Subject: Re: NFS problems with 1.5.1_BETA2
To: Frank van der Linden <fvdl@wasabisystems.com>
From: Tracy J. Di Marco White <gendalia@iastate.edu>
List: port-i386
Date: 06/17/2001 11:29:08
Frank van der Linden wrote:
}On Mon, Jun 11, 2001 at 01:34:54PM -0500, Tracy Di Marco White wrote:
}> 
}> Two Linux machines that nfs mount a
}> filesystem from this server see 30 second plus timeouts before the
}> mount succeeds.  Another Linux machine is diskless, the mount of the
}> root file system started failing Sunday (before the update to latest
}> source, and the reason for it), and the machine panics when it isn't
}> able to mount the root file system.  The Linux boxes are all showing
}> error -5.
}
}I have no idea what this could be. There weren't any relevant changes
}to mountd or nfsd that could cause this. If you could send me a tcpdump
}output of the relevant exchange, I might be able to track what's
}going on there.

On the linux side, an interesting feature seems to be that enabling
portmap fixes the timeouts.  This doesn't help with the diskless box,
since it can't run portmap til mounting the filesystems.  The odd bit
about the diskless box is it worked, then failed to work, and the only
thing we can track down that changed was the switch it's connected to
had its uplink upgraded to 100Mb.  After consistently failing to boot
all day Sunday, the diskless machine booted fine Friday, still on
100Mb.  The fileserver has been rebooted a couple times, and while
that didn't seem to fix the diskless machine when it was not booting,
it has fixed mounting problems with NetBSD machines.
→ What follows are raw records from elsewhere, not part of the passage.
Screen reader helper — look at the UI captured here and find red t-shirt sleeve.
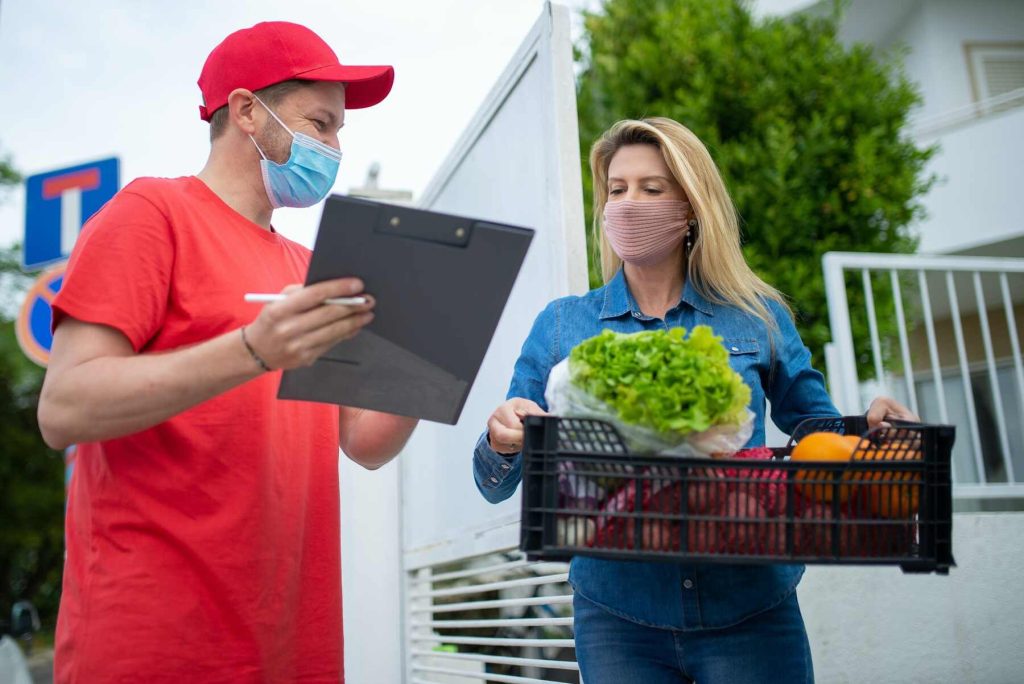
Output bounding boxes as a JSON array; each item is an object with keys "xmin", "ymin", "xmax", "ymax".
[{"xmin": 53, "ymin": 181, "xmax": 174, "ymax": 352}]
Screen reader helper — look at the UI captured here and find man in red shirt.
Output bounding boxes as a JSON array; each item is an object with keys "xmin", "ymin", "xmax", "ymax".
[{"xmin": 39, "ymin": 23, "xmax": 416, "ymax": 684}]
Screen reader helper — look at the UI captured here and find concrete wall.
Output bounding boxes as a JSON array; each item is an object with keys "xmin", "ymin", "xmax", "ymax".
[{"xmin": 799, "ymin": 513, "xmax": 1024, "ymax": 684}]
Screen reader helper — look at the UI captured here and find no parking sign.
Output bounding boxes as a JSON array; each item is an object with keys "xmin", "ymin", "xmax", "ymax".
[{"xmin": 14, "ymin": 263, "xmax": 67, "ymax": 366}]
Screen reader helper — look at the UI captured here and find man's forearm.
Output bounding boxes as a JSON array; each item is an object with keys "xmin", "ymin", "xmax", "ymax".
[
  {"xmin": 339, "ymin": 407, "xmax": 419, "ymax": 470},
  {"xmin": 39, "ymin": 331, "xmax": 261, "ymax": 448}
]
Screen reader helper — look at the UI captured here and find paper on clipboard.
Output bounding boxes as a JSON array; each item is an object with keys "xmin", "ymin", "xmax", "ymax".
[{"xmin": 278, "ymin": 196, "xmax": 534, "ymax": 425}]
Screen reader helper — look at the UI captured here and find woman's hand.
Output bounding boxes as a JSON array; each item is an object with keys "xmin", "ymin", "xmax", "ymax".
[
  {"xmin": 867, "ymin": 396, "xmax": 921, "ymax": 430},
  {"xmin": 487, "ymin": 397, "xmax": 548, "ymax": 454}
]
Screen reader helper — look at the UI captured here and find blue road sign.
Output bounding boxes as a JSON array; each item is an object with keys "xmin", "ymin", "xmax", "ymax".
[
  {"xmin": 22, "ymin": 157, "xmax": 121, "ymax": 270},
  {"xmin": 14, "ymin": 263, "xmax": 67, "ymax": 366}
]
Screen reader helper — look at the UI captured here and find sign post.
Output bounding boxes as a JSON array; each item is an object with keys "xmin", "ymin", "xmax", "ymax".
[
  {"xmin": 22, "ymin": 157, "xmax": 121, "ymax": 271},
  {"xmin": 14, "ymin": 157, "xmax": 121, "ymax": 366}
]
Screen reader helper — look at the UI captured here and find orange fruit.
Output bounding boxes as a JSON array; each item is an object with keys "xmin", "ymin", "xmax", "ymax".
[
  {"xmin": 857, "ymin": 441, "xmax": 924, "ymax": 518},
  {"xmin": 790, "ymin": 432, "xmax": 860, "ymax": 503}
]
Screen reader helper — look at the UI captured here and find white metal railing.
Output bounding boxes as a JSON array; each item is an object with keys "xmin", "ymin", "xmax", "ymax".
[
  {"xmin": 822, "ymin": 252, "xmax": 1024, "ymax": 499},
  {"xmin": 910, "ymin": 88, "xmax": 1024, "ymax": 138},
  {"xmin": 406, "ymin": 549, "xmax": 579, "ymax": 684}
]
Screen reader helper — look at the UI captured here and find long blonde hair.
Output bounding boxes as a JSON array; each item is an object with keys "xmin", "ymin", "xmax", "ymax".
[{"xmin": 590, "ymin": 117, "xmax": 793, "ymax": 331}]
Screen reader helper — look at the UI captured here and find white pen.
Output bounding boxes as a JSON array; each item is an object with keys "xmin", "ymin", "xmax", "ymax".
[{"xmin": 245, "ymin": 292, "xmax": 367, "ymax": 306}]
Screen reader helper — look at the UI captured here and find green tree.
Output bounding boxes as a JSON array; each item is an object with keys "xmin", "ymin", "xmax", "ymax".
[
  {"xmin": 0, "ymin": 147, "xmax": 63, "ymax": 629},
  {"xmin": 578, "ymin": 0, "xmax": 934, "ymax": 369}
]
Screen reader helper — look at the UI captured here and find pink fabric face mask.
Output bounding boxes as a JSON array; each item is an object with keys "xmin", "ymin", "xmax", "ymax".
[{"xmin": 604, "ymin": 200, "xmax": 690, "ymax": 266}]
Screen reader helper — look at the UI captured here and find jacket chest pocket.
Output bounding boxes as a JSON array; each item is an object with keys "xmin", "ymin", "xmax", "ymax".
[{"xmin": 722, "ymin": 338, "xmax": 762, "ymax": 394}]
}> I'm also seeing problems with NetBSD machines (current-1.5U & 1.5.1_BETA2)
}> mounting NFS from the file server.  Mostly I'm just seeing alternating
}> "fileserver not responding" "fileserver is alive" on the NetBSD machines.
}
}I've seen that kind of ping-pong message behavior before. I am not
}completely sure what causes it, but you could try using TCP for the
}clients and see if that stabilizes things.

I'll try that.  I'm usually only seeing it when I'm compiling in a
remotely mounted source tree.  I've started moving all the obj
directories local, which has speeded things up all around.  I have
the fileserver running rpc.lockd & rpc.statd, FYI.
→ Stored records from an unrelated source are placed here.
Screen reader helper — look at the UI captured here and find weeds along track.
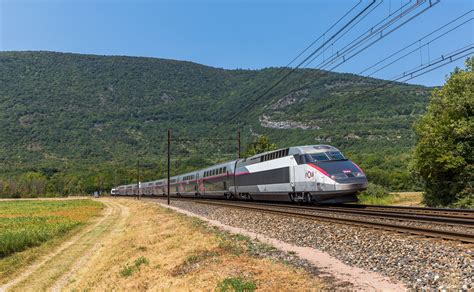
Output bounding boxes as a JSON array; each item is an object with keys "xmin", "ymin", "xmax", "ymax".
[{"xmin": 139, "ymin": 197, "xmax": 474, "ymax": 243}]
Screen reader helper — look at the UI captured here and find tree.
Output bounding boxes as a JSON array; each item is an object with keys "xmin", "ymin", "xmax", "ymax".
[
  {"xmin": 244, "ymin": 135, "xmax": 277, "ymax": 157},
  {"xmin": 412, "ymin": 57, "xmax": 474, "ymax": 208}
]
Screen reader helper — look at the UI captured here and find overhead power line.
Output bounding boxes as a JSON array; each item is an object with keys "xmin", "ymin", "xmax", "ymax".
[
  {"xmin": 359, "ymin": 10, "xmax": 474, "ymax": 77},
  {"xmin": 227, "ymin": 0, "xmax": 376, "ymax": 121},
  {"xmin": 227, "ymin": 0, "xmax": 440, "ymax": 121},
  {"xmin": 346, "ymin": 44, "xmax": 474, "ymax": 98}
]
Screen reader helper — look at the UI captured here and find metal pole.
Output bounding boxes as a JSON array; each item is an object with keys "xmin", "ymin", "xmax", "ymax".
[
  {"xmin": 237, "ymin": 130, "xmax": 240, "ymax": 158},
  {"xmin": 168, "ymin": 129, "xmax": 171, "ymax": 205},
  {"xmin": 137, "ymin": 160, "xmax": 140, "ymax": 200}
]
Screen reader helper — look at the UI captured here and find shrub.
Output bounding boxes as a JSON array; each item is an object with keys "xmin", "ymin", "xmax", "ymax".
[{"xmin": 216, "ymin": 278, "xmax": 257, "ymax": 291}]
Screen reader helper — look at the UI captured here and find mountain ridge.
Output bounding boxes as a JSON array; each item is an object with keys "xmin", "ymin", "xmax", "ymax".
[{"xmin": 0, "ymin": 51, "xmax": 431, "ymax": 189}]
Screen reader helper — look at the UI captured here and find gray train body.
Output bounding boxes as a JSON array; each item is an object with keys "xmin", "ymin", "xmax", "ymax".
[{"xmin": 111, "ymin": 145, "xmax": 367, "ymax": 203}]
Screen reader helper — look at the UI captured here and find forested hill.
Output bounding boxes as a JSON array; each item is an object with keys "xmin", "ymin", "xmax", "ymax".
[{"xmin": 0, "ymin": 52, "xmax": 430, "ymax": 191}]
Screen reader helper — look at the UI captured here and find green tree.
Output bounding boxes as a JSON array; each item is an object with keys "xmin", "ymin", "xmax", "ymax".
[
  {"xmin": 244, "ymin": 135, "xmax": 277, "ymax": 157},
  {"xmin": 412, "ymin": 57, "xmax": 474, "ymax": 207}
]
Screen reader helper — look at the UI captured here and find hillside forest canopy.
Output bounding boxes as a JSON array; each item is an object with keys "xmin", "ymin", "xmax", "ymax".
[{"xmin": 0, "ymin": 52, "xmax": 462, "ymax": 205}]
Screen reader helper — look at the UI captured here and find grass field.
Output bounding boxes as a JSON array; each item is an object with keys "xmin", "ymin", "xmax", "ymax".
[{"xmin": 0, "ymin": 199, "xmax": 102, "ymax": 277}]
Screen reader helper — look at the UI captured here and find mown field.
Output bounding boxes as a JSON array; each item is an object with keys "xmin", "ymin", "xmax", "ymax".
[{"xmin": 0, "ymin": 199, "xmax": 103, "ymax": 278}]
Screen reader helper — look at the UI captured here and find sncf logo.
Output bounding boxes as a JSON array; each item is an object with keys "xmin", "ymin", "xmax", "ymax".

Yesterday on another NetBSD 1.5.1_BETA2 machine was unable to mount the
exported file system.  authlog shows:
Jun 17 01:09:09 lyra rpcbind: connect from 192.168.69.12 to getport/addr(nfs)
Jun 17 01:10:10 lyra rpcbind: connect from 192.168.69.12 to getport/addr(nfs)
1022
Jun 17 01:11:07 lyra rpcbind: connect from 192.168.69.12 to getport/addr(mountd)
Jun 17 01:11:13 lyra rpcbind: connect from 192.168.69.12 to getport/addr(mountd)
Jun 17 01:11:59 lyra rpcbind: connect from 192.168.69.12 to getport/addr(nfs)
Jun 17 01:12:44 lyra rpcbind: connect from 192.168.69.12 to getport/addr(nfs)
Jun 17 01:13:14 lyra rpcbind: connect from 192.168.69.12 to getport/addr(mountd)
The mountd requests were from me running showmount.  The nfs requests were
from me trying to mount the exported fs.  I never got a mountd request from
trying to mount the fs.

After rebooting the fileserver:
Jun 17 01:18:44 lyra rpcbind: connect from 192.168.69.12 to getport/addr(nfs)
Jun 17 01:18:44 lyra rpcbind: connect from 192.168.69.12 to getport/addr(mountd)
and the exported fs mounts just fine.  I don't have any useful
debugging information, however.

Tracy J. Di Marco White
Project Vincent Systems Manager
gendalia@iastate.edu